THURSDAY, Aug. 11 (HealthDay News) -- De novo and rare inherited copy number variations (CNVs) are associated with attention deficit hyperactivity disorder (ADHD), and include genes previously implicated by rare CNVs in other neurodevelopmental conditions including autism spectrum disorder (ASD), according to a study published in the Aug. 10 issue of Science Translational Medicine.
Anath Christopher Lionel, from the Hospital for Sick Children in Toronto, and colleagues identified de novo and rare CNVs in unrelated patients with ADHD using million-feature genotyping microarrays. A total of 248 unrelated patients with ADHD and 2,357 control individuals were included in the study. The same microarrays were performed for 349 unrelated patients with ASD to identify the CNVs overlapping between ADHA and ASD.

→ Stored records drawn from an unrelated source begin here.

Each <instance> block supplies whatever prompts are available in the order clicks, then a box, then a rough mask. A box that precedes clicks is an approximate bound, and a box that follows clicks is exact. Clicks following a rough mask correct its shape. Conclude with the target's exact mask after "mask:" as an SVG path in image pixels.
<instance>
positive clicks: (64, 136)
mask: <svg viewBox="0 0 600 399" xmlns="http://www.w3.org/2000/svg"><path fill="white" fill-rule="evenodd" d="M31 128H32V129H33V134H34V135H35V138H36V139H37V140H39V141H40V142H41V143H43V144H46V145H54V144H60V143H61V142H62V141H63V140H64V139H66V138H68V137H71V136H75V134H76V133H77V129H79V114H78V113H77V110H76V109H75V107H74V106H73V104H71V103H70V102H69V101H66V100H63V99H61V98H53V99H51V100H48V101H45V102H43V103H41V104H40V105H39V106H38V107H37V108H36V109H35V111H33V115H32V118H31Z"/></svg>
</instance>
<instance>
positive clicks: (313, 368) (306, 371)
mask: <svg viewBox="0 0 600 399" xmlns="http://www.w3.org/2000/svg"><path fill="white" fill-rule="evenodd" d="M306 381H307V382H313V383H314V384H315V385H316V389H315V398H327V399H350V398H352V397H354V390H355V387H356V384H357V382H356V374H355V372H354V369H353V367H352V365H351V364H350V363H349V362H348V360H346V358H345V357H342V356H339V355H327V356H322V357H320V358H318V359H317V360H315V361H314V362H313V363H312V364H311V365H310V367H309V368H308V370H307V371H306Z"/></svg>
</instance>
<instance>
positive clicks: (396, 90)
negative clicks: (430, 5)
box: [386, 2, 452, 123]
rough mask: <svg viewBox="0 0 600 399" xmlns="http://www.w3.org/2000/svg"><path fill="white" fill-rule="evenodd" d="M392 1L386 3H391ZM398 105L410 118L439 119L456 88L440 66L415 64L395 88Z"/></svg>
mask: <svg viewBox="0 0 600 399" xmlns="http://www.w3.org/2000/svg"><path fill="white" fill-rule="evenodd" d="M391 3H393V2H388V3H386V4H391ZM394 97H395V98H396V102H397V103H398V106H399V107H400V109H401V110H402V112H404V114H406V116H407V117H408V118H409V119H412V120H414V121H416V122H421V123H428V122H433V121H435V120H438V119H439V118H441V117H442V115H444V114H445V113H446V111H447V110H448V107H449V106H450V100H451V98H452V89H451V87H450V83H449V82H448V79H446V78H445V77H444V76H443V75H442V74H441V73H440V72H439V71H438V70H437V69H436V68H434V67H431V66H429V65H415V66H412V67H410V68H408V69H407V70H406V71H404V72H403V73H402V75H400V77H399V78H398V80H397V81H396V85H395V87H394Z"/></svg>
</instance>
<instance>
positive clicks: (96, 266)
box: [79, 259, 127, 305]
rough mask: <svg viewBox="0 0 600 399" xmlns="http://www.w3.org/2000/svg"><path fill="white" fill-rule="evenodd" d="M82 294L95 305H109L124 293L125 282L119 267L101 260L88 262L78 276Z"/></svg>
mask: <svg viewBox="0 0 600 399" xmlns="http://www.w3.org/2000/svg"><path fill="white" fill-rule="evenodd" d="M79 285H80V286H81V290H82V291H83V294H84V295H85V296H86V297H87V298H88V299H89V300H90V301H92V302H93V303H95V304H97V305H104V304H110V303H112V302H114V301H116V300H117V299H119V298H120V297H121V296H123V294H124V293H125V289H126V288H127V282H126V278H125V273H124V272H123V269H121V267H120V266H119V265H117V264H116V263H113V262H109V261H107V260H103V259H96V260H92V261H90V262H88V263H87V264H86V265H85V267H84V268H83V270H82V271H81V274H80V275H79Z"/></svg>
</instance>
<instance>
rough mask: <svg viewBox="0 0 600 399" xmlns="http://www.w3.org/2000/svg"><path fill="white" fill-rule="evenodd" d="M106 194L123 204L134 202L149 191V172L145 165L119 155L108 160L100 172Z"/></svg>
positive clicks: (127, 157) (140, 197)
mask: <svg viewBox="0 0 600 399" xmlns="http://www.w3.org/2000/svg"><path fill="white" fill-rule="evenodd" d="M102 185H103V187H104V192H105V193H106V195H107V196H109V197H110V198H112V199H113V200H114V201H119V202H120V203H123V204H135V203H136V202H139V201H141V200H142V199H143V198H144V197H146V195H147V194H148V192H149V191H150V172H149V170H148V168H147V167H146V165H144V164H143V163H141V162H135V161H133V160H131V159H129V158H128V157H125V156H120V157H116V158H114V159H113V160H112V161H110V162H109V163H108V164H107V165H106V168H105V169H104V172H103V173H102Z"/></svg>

The investigators identified de novo CNVs in three out of 173 patients with ADHD for whom DNA from both parents were available, and they affected the brain-expressed genes DCLK2, SORCS1, SORCS3, and MACROD2. Rare inherited CNVs, which were absent in the controls, were found in 19 patients with ADHD. These genes either overlapped with previously implicated ADHD loci or identified new candidate susceptibility genes. The de novo and rare inherited CNVs included genes previously implicated by rare CNVs in other neurodevelopmental conditions including ASD. ADHD and ASD shared numerous candidate genes, but the deletion of neuronal ASTN2 and ASTN2 intronic TRIM32 genes confirmed the strongest association.
"Our results provide support for a role for rare CNVs in ADHD risk and reinforce evidence for the existence of common underlying susceptibility genes for ADHD, ASD, and other neuropsychiatric disorders," the authors write.
Two authors disclosed financial ties to the pharmaceutical industry and Genome Canada, which funded the study. Two authors have filed a patent on the use of ASTN2 and other CNVs in the diagnosis of ADHD based on the data from this study.